Nun sollen diese strikten Auflagen aber noch verschärft werden, außerdem sollen die benannten Stellen unangekündigt Fabriken besuchen und Stichproben untersuchen. Für die Unternehmen bedeutet das: längere Wartezeiten und mehr Arbeit. Problematisch sei das gerade bei kleineren Unternehmen, die für das Qualitätsmanagement dann spezielles Personal einstellen müssten, sagt Regina Müller. Gerade die unangekündigten, kostenintensiven Fabrikbesuche machen vielen Firmen zu schaffen.

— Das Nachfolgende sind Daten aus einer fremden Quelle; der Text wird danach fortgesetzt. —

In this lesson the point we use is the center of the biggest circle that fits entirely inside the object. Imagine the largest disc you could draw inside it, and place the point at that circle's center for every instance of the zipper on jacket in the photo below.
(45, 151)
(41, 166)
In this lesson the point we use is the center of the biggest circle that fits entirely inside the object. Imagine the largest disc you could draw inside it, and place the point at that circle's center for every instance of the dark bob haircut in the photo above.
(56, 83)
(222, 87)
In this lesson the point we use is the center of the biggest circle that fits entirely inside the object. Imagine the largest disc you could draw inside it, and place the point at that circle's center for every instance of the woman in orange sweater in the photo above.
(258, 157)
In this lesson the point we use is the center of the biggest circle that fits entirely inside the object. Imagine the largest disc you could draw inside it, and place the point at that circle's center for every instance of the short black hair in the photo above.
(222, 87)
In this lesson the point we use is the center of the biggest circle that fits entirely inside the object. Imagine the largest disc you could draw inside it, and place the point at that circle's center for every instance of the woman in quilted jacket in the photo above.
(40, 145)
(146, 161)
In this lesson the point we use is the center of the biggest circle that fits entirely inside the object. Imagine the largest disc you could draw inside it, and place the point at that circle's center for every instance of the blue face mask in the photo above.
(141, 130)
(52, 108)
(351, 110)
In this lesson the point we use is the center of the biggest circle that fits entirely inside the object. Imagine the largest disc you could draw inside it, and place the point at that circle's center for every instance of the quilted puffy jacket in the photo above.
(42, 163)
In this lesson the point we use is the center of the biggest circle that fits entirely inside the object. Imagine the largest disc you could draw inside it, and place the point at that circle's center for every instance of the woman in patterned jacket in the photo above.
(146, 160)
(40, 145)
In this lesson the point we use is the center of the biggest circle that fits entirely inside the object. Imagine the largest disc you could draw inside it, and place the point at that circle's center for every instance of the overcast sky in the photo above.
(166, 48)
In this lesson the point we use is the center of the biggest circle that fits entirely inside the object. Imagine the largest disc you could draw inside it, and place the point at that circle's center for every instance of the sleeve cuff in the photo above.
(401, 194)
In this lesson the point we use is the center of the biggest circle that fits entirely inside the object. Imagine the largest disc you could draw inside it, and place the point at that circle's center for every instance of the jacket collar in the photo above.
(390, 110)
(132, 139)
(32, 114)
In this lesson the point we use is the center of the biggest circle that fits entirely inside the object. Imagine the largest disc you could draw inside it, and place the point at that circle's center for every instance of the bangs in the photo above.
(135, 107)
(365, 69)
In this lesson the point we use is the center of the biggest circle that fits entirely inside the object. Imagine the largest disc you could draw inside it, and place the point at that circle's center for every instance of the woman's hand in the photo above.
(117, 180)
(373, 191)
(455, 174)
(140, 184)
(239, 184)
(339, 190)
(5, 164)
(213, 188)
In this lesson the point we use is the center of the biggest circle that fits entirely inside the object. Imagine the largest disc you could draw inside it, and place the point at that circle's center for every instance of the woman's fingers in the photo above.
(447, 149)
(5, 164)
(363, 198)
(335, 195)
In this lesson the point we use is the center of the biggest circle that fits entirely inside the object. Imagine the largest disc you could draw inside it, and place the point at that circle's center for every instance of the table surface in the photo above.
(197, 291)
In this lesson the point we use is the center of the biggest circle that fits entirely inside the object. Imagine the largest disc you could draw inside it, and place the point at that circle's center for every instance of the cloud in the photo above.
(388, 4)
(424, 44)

Verbraucher an erster Stelle

Die EU hat bei all den neuen Regeln den Verbraucher im Sinn. Er könne sich damit auf die Sicherheit der Produkte verlassen, erklärt sie in einer Pressemitteilung. Und die neuen Regelungen berücksichtigten auch die Bedürfnisse der vielen kleinen und mittleren Herstellerunternehmen in dieser Branche, glaubt die EU.

Eben diese Branche schüttelt in Tuttlingen darüber den Kopf. Sie befürchtet Wettbewerbsnachteile, etwa durch Produkte aus Asien.

Die Initiative Medical Mountains, die sich für die Interessen der Medizintechnikbranche in der Tuttlinger Region einsetzt, will gemeinsam mit den Firmen nun bewirken, dass die EU die Verordnung noch einmal überarbeitet. Zwei Treffen mit betroffenen Unternehmen haben bereits stattgefunden, es seien „starke Diskussionen mit viel Interesse“ zustande gekommen, sagt Clustermanagerin Yvonne Glienke. Jetzt sollen kleine Arbeitsgruppen ein Positionspapier erarbeiten – und das wiederum soll die EU davon überzeugen, dass die Industrie vor Ort ein Wörtchen mitzureden hat.

Andreas Schwab (CDU), Abgeordneter für den Wahlkreis im EU-Parlament, sieht übrigens gute Chancen, dass die Vorschläge der hiesigen Industrie in der EU-Verordnung für Medizinprodukte berücksichtigt werden. „Unsere Argumente sind überzeugend“, sagte er gegenüber unserer Zeitung. Es gelte, den Entscheidern klarzumachen, dass „eine Hüfte aus Porzellan nicht denselben Anforderungen unterliegen muss wie Silikonimplantate“. Demnächst will er EU-Gesundheitskommissar Tonio Borg in die Region holen.